Only it is not the earth, but time— history itself— that is flattened. The current clampdown on artistic “foment” in China could not have come at a better time, propping up the currency of history at precisely the hour not of its demise but of its reincarnation as Capital. (One assumes They know this; and nor are They the only ones to profit by the illusion that some other history than that of the market persists here.) Warhol’s own Maos, the dark nucleus of this fair, attest to the manifest destiny of a tradition rooted in the present. The “original” to which they refer is no longer Mao himself, but an article of Chinese contemporary art, an art-Mao whose provenance leads where else but to Warhol (… from A to B and Back Again). The historical dimension of art succumbs to this terrific compression of the past, its bones reduced to dust, a fate for which only a diamond-encrusted skull seems adequately prepared.

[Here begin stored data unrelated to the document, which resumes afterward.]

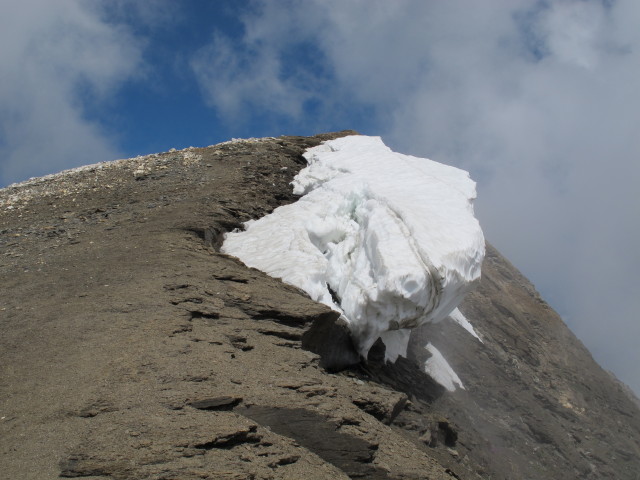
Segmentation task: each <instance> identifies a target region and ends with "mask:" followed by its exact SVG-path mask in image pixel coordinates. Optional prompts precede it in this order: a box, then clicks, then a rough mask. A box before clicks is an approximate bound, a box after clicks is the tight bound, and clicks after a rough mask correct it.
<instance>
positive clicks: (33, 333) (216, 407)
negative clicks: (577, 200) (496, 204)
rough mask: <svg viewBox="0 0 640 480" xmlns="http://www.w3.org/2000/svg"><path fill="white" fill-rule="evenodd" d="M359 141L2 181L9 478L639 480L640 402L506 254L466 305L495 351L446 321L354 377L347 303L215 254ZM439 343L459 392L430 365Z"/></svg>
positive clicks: (3, 458)
mask: <svg viewBox="0 0 640 480" xmlns="http://www.w3.org/2000/svg"><path fill="white" fill-rule="evenodd" d="M345 133H353V132H341V133H338V134H328V135H319V136H316V137H309V138H302V137H280V138H277V139H260V140H248V141H234V142H228V143H225V144H221V145H218V146H214V147H208V148H198V149H188V150H184V151H181V152H167V153H162V154H158V155H151V156H147V157H139V158H136V159H130V160H123V161H118V162H113V163H109V164H103V165H98V166H93V167H86V168H84V169H81V170H80V171H77V172H72V173H68V174H65V175H58V176H54V177H48V178H46V177H45V178H43V179H38V180H34V181H31V182H27V183H25V184H22V185H19V186H15V187H10V188H7V189H4V190H1V191H0V249H1V250H0V282H2V283H1V290H0V291H1V292H2V293H1V294H0V295H1V297H2V301H1V302H0V328H1V329H2V330H1V331H2V335H1V336H0V366H1V367H0V368H1V369H2V370H1V371H2V375H1V376H0V398H1V403H0V459H1V460H0V463H1V465H2V472H3V476H5V478H16V479H22V478H24V479H43V478H60V477H62V478H73V477H83V478H95V479H98V478H113V479H190V478H193V479H196V478H197V479H246V478H254V479H280V478H290V479H300V478H305V479H313V478H317V479H325V478H373V479H418V478H421V479H422V478H429V479H451V478H460V479H475V478H487V479H512V478H527V479H549V478H585V479H600V478H612V479H614V478H615V479H637V478H638V476H637V475H638V472H640V411H639V409H638V405H637V403H634V399H633V398H631V397H630V396H629V394H628V392H626V391H625V390H624V388H623V387H622V386H621V385H619V384H618V383H617V382H616V381H615V380H614V379H612V378H611V377H610V376H609V374H607V373H606V372H604V371H603V370H602V369H601V368H600V367H599V366H598V365H597V364H595V362H594V361H593V360H592V358H591V356H590V355H589V353H588V352H587V351H586V350H585V349H584V347H583V346H582V345H581V344H580V342H578V341H577V340H576V339H575V337H574V336H573V335H572V334H571V333H570V332H569V331H568V330H567V328H566V327H565V326H564V325H563V323H562V322H561V320H560V319H559V317H558V316H557V315H556V314H555V313H554V312H553V310H552V309H551V308H549V307H548V306H547V305H546V304H545V303H544V301H542V300H541V299H540V297H539V296H538V294H537V293H536V292H535V290H534V289H533V287H532V286H531V285H530V284H529V282H527V281H526V279H524V278H523V277H522V276H521V275H520V274H519V273H518V272H517V270H516V269H515V268H514V267H513V266H511V265H510V264H509V263H508V262H507V261H506V260H505V259H504V258H502V257H501V256H500V255H499V254H498V253H497V252H496V251H495V250H494V249H492V248H489V249H488V255H487V258H486V259H485V264H484V266H483V279H482V281H481V283H480V286H479V288H478V290H477V291H475V292H474V293H472V294H471V295H469V296H468V297H467V299H466V300H465V302H464V303H463V305H462V306H461V310H462V311H463V313H464V314H465V315H466V316H467V318H469V319H470V320H471V321H472V323H473V325H474V327H475V329H476V331H477V332H478V333H479V335H480V337H481V338H482V341H483V342H480V341H478V340H477V339H476V338H475V337H473V336H472V335H470V334H469V333H468V332H467V331H466V330H464V329H463V328H461V327H460V326H459V325H458V324H456V323H454V322H448V321H444V322H442V323H440V324H437V325H428V326H426V327H423V328H422V329H420V330H419V331H415V332H414V334H413V337H412V348H411V355H410V356H409V358H408V359H402V358H401V359H400V360H399V361H398V362H397V363H396V364H394V365H386V364H385V363H384V361H383V358H384V351H383V349H384V347H383V346H381V345H377V346H375V347H374V348H373V349H372V351H371V352H370V355H369V360H368V362H367V363H363V364H360V365H356V366H354V367H350V368H348V369H346V370H342V371H336V370H339V368H337V367H339V366H343V365H346V364H349V363H352V360H353V351H352V350H350V348H351V345H350V343H349V339H348V338H347V337H345V335H344V329H343V327H342V326H341V325H340V324H339V322H338V323H336V318H337V317H336V314H335V313H334V312H332V311H331V310H329V309H327V308H326V307H324V306H321V305H319V304H316V303H314V302H312V301H311V300H310V299H308V298H307V297H306V296H305V295H304V294H303V293H302V292H300V291H299V290H297V289H296V288H293V287H291V286H287V285H284V284H283V283H281V282H280V281H278V280H276V279H273V278H270V277H268V276H267V275H265V274H263V273H261V272H259V271H256V270H253V269H248V268H247V267H245V266H244V265H243V264H241V263H240V262H239V261H237V260H236V259H234V258H232V257H229V256H225V255H222V254H220V253H218V251H217V247H219V245H220V242H221V238H222V234H223V233H224V232H225V231H228V230H230V229H233V228H236V227H239V226H240V225H241V222H243V221H246V220H249V219H251V218H258V217H260V216H262V215H264V214H266V213H268V212H270V211H272V210H273V209H274V208H276V207H277V206H279V205H281V204H284V203H288V202H292V201H295V198H294V197H293V196H292V195H291V193H290V191H291V189H290V186H289V182H290V181H291V180H292V178H293V176H294V175H295V174H296V173H297V171H298V170H299V169H300V168H301V167H302V166H303V165H304V161H303V159H302V158H301V154H302V152H303V151H304V150H305V149H306V148H309V147H311V146H315V145H317V144H319V143H320V142H321V141H323V140H325V139H328V138H334V137H336V136H339V135H344V134H345ZM327 337H331V338H339V345H341V347H340V348H339V349H336V348H327V347H326V345H327V343H326V342H325V341H324V340H323V339H324V338H327ZM427 342H431V343H432V344H433V345H435V346H436V347H437V348H438V350H439V351H440V352H442V353H443V354H444V355H445V356H446V358H447V360H448V361H449V363H450V364H451V365H452V367H453V368H454V370H455V371H456V372H457V373H458V375H459V376H460V379H461V380H462V382H463V383H464V386H465V389H464V390H462V389H458V390H456V391H455V392H448V391H446V390H445V389H444V388H442V387H440V386H439V385H438V384H437V383H436V382H434V381H433V380H432V379H431V378H430V377H429V376H428V375H426V374H425V373H424V370H423V369H422V368H421V367H422V365H423V364H424V361H425V360H426V358H427V356H428V355H429V354H428V353H427V352H426V351H425V350H424V348H423V347H424V345H426V344H427ZM314 352H315V353H314Z"/></svg>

I will be called conservative, a Hegelian even, for announcing this implosion, the end of art all over again. If anything, this is long overdue; and what’s missing is surely not gone forever, but simply cellared, the dark matter of the market. What’s imperative is that it remain out of sight, and not complicate the immediate business of liberating Asian capital still shackled by the superstitious gravity of gold, concrete, or the armored luxury SUV. For art is not finished. On the contrary, it is born anew, cloned, unburdened of its memory, its ingenuous raisons d’être— God, Nation, Form, the Social— liberated, finally, as orbital capital, a great gushing flow to be massaged and manipulated in real time.

A recent blockbuster sums up the liquefaction well. The heroic-idiotic CGI disaster flick 2012 (2009) offered more than two hours of stupefying apocalypse, punctuated only by a series of pathetic, caricatured last stands. It could have been an allegory for our own aesthetic cataclysm— not the end, exactly, but a whitewash. If the critic has an avatar here it is Woody Harrelson’s crackpot paranoid, foaming at the mouth on his ridge in Yellowstone, all a-rant at the seismic holocaust. In the role of art history is the President, going down with his ship kindly, stoic and doomed. Meanwhile, the curator would be our phlegmatic lama, all calm and knowing, alone on his mount somewhere near Everest, sounding his gong to restart the clock. And to the survivors, digitally assembled on the decks of those enormous, Chinese-made arks, gazing out across sublime new seas yet to be crossed, a world washed clean, a new year zero.